77. The composition of claim 71, wherein the BRI2 or BRI3 consists of fewer than 150 amino acids and/or peptidomimetics.

78. The composition of claim 71, wherein the BRI2 or BRI3 consists of fewer than 125 amino acids and/or peptidomimetics.

79. The composition of claim 71, wherein the pharmaceutically acceptable excipient enhances the ability of the BRI2 or BRI3 to cross the blood-brain barrier of the subject.

80. The composition of claim 71, wherein the composition is formulated in unit dosage form for treatment of Alzheimer's disease.

81. A composition comprising a purified furin in a pharmaceutically acceptable excipient.

82. The composition of claim 81, wherein the furin comprises amino acids and/or peptidomimetics equivalent to a human furin having the sequence of amino acids 108-794 of SEQ ID NO:3,

wherein the furin has an amino acid sequence at least 80% homologous to SEQ ID NO:3.

83. The composition of claim 81, wherein the furin is a naturally occurring protein.

84. The composition of claim 81, wherein the pharmaceutically acceptable excipient enhances the ability of the furin to cross the blood-brain barrier of the subject.

85. The composition of claim 81, wherein the composition is formulated in unit dosage form for treatment of Alzheimer's disease.

86. A composition comprising a vector encoding a BRI2 or BRI3 in a pharmaceutically acceptable excipient.

87. The composition of claim 86, wherein the BRI2 or BRI3 comprises amino acids equivalent to amino acids 1 to 102 of the human BRI2 protein having the sequence of SEQ ID NO:1 or the human BRI3 protein having the sequence of SEQ ID NO:2,

wherein the BRI2 protein and the BRI3 protein has an amino acid sequence at least 80% homologous to SEQ ID NO:1 and SEQ ID NO:2, respectively.

88. The composition of claim 86, wherein the pharmaceutically acceptable excipient enhances the ability of the BRI2 or BRI3 to cross the blood-brain barrier of the subject.

89. The composition of claim 86, wherein the composition is formulated in unit dosage form for treatment of Alzheimer's disease.

90. The composition of claim 86, wherein the vector is a virus.

91. A composition comprising a vector encoding a furin in a pharmaceutically acceptable excipient.

92. The composition of claim 91, wherein the furin comprises amino acids equivalent to a human furin having the sequence of amino acids 108-794 of SEQ ID NO:3,

wherein the furin has an amino acid sequence at least 80% homologous to SEQ ID NO:3.
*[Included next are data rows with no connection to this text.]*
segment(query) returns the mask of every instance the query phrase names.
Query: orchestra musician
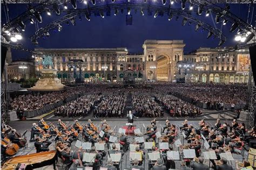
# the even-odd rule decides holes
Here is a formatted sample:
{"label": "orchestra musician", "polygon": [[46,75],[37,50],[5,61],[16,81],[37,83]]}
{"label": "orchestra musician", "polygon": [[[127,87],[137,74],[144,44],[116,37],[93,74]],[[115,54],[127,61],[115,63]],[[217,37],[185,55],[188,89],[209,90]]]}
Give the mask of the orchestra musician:
{"label": "orchestra musician", "polygon": [[32,126],[31,128],[31,136],[30,136],[30,140],[29,140],[29,141],[31,142],[31,141],[34,141],[35,140],[35,135],[39,135],[40,134],[41,134],[39,131],[38,129],[37,129],[36,128],[36,126],[37,126],[37,124],[36,123],[33,123],[32,124],[32,125],[33,126]]}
93. The composition of claim 91, wherein the furin is a naturally occurring protein.

94. The composition of claim 91, wherein the pharmaceutically acceptable excipient enhances the ability of the furin to cross the blood-brain barrier of the subject.

95. The composition of claim 91, wherein the composition is formulated in unit dosage form for treatment of Alzheimer's disease.